Hi everyone,
For a project I’m working on I have a datastructure with an AbstractArray
interface that internally stores its data in a Vector
of Vectors
(more precisly, it uses a fixed-size arrays, but that doesn’t matter for the problem at hand). Now I would like to efficiently iterate over these elements as if it were a single array. Of course I could do this:
# For example, compute a sum
function sumiterate_pv(pv::PartitionedVector)
s = zero(eltype(pv))
for part in pv.partitions
for x in part
s += x
end
end
s
end
But this restricts the function to only accept PartitionedVector
types and I’d like something more general, such as:
function sumiterate(A::AbstractVector)
s = zero(eltype(A))
for x in A
s+= x
end
s
end
Now I know about Iterators.flatten
, but that performs a lot worse than the manually written double loop, so I decided to write my own iterate
function, in which I try to mimic the double loop behavior. This is already performing a lot better than Iterators.flatten
, but computing the sum using this iterate
function is still not as performant as the sumiterate_pv
example. By looking at the LLVM that is being produced for both versions I can see that sumiterate_pv
is compiled into SIMD code, which makes sense for computing a sum. However, this does not happen for loops using my custom iterate
function. I think it has something to do with the fact that the compiler doesn’t really see it as a double loop, but as a single loop with a branch in the body, which makes it hard to vectorize. Does anyone have any idea if I can somehow rewrite my iterate
function in a way that would compile down to SIMD code?
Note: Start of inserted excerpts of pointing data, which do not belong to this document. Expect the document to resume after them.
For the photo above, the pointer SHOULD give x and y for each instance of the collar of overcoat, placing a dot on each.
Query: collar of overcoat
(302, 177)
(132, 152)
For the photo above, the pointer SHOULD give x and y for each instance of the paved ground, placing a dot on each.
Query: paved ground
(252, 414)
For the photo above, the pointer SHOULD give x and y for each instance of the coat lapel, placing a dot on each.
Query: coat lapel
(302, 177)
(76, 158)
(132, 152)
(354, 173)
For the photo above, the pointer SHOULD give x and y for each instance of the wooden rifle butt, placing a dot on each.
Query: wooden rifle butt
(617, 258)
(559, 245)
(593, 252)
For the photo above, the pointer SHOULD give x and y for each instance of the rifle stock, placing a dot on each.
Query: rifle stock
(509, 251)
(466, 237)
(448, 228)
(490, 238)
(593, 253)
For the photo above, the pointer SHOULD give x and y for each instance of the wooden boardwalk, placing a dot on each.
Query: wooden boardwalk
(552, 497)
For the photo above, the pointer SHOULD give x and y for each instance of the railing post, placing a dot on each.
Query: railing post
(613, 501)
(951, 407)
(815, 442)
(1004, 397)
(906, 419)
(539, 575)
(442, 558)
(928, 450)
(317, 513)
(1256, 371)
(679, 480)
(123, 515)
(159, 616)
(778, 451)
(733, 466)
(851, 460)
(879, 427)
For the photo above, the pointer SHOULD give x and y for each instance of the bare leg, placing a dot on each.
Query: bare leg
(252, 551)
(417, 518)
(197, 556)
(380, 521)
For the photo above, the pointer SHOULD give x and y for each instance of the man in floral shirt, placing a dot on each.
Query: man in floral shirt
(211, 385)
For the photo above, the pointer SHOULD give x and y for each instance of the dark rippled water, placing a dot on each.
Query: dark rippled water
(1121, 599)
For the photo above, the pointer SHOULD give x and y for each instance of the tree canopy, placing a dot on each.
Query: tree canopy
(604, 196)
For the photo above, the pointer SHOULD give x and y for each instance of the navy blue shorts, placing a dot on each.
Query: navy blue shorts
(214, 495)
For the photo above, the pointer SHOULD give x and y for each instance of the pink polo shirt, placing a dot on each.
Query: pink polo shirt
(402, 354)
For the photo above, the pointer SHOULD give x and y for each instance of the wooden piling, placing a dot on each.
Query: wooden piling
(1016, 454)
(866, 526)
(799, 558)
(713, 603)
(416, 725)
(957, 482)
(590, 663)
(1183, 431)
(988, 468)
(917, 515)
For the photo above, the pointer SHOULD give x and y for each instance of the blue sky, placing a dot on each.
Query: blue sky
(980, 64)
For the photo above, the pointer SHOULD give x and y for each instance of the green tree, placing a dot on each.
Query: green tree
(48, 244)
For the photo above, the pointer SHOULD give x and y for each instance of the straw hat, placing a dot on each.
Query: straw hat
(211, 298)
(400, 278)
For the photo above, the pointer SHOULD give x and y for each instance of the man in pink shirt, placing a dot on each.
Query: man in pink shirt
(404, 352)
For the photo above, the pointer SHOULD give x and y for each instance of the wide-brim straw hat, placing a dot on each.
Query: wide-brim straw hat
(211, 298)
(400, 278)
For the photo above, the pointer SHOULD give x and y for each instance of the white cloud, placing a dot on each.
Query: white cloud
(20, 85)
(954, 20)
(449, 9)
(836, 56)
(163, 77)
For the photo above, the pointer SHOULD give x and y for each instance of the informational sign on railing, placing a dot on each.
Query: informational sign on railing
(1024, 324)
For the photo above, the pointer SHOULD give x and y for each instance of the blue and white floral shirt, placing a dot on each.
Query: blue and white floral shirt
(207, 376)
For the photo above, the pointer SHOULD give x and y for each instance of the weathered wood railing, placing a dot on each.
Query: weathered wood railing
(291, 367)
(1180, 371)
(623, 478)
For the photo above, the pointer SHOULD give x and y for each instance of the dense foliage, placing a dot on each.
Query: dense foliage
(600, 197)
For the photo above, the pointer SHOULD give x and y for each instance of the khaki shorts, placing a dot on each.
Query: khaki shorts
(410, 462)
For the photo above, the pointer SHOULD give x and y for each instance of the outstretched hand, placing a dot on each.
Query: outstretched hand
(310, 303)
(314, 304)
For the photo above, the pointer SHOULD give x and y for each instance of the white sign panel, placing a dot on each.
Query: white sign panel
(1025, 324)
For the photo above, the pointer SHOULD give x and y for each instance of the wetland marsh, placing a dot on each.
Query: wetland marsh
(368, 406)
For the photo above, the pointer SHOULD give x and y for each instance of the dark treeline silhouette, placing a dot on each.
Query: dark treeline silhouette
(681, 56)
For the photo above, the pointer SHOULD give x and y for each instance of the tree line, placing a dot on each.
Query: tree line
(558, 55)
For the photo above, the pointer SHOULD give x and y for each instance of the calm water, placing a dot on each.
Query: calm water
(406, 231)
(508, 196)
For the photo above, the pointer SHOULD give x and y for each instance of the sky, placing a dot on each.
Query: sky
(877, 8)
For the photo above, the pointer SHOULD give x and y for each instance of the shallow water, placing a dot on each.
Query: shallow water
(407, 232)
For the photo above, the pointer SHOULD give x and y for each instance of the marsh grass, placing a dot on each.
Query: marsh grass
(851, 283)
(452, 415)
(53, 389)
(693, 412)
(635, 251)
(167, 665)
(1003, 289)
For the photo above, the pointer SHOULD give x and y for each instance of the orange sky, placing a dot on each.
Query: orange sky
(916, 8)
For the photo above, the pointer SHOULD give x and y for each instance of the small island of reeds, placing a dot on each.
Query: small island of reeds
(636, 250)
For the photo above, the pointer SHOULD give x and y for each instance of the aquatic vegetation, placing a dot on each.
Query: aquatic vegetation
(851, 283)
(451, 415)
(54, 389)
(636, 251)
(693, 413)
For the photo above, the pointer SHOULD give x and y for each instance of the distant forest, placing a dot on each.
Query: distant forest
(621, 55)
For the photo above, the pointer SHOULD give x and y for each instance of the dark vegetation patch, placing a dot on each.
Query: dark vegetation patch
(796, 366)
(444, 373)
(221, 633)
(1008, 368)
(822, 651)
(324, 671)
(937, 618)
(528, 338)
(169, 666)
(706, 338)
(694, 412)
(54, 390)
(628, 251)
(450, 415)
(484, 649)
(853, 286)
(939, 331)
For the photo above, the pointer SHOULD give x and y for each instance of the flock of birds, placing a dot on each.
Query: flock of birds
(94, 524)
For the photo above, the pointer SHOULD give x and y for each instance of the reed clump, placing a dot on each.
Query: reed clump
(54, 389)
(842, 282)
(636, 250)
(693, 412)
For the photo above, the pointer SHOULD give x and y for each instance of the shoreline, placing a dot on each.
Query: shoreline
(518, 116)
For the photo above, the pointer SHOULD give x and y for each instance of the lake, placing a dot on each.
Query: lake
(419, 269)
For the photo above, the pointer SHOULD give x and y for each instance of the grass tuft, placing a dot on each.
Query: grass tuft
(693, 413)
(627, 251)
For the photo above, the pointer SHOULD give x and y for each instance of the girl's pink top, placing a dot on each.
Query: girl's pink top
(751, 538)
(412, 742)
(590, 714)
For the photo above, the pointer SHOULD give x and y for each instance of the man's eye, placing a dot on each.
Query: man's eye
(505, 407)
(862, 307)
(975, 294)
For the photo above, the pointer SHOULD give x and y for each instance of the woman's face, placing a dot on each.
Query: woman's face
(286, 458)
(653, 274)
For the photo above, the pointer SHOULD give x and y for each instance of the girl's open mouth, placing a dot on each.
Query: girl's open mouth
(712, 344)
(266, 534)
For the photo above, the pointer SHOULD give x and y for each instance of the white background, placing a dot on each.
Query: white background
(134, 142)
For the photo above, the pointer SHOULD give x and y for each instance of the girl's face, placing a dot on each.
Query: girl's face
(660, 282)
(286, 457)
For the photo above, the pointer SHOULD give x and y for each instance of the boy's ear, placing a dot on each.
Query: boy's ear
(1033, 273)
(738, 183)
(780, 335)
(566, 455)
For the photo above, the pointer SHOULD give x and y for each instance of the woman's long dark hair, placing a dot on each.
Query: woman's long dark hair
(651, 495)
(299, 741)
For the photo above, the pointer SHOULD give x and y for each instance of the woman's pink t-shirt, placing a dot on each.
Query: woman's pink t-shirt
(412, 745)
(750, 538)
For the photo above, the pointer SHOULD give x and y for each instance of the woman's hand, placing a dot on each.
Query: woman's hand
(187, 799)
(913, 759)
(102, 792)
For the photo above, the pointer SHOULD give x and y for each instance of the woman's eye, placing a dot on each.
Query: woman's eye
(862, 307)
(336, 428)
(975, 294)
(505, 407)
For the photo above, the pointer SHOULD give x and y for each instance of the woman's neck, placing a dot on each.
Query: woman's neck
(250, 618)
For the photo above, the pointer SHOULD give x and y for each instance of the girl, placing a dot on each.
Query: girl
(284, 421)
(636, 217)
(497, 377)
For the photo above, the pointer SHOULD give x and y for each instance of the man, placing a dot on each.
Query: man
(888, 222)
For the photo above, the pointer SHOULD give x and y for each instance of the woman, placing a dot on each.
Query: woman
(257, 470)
Below is a (simplified) snippet of my code.
mutable struct PVIterateState{T}
num_partitions::Int
outer_idx::Int
cur_part::Vector{T}
cur_part_length::Int
inner_idx::Int
end
function Base.iterate(pv::PartitionedVector)
isempty(pv) && return nothing
cur_part = pv.partitions[1]
state = PVIterateState(length(pv.partitions), 1, cur_part, length(cur_part), 2)
(cur_part[1], state)
end
function Base.iterate(pv::PartitionedVector, s::PVIterateState)
if s.inner_idx <= s.cur_part_length # inner loop
@inbounds res = s.cur_part[s.inner_idx]
s.inner_idx += 1
(res, s)
elseif s.outer_idx < s.num_partitions # outer loop
s.outer_idx += 1
@inbounds s.cur_part = pv.partitions[s.outer_idx]
s.cur_part_length = length(s.cur_part)
@inbounds res = s.cur_part[1]
s.inner_idx = 2
(res, s)
else
nothing
end
end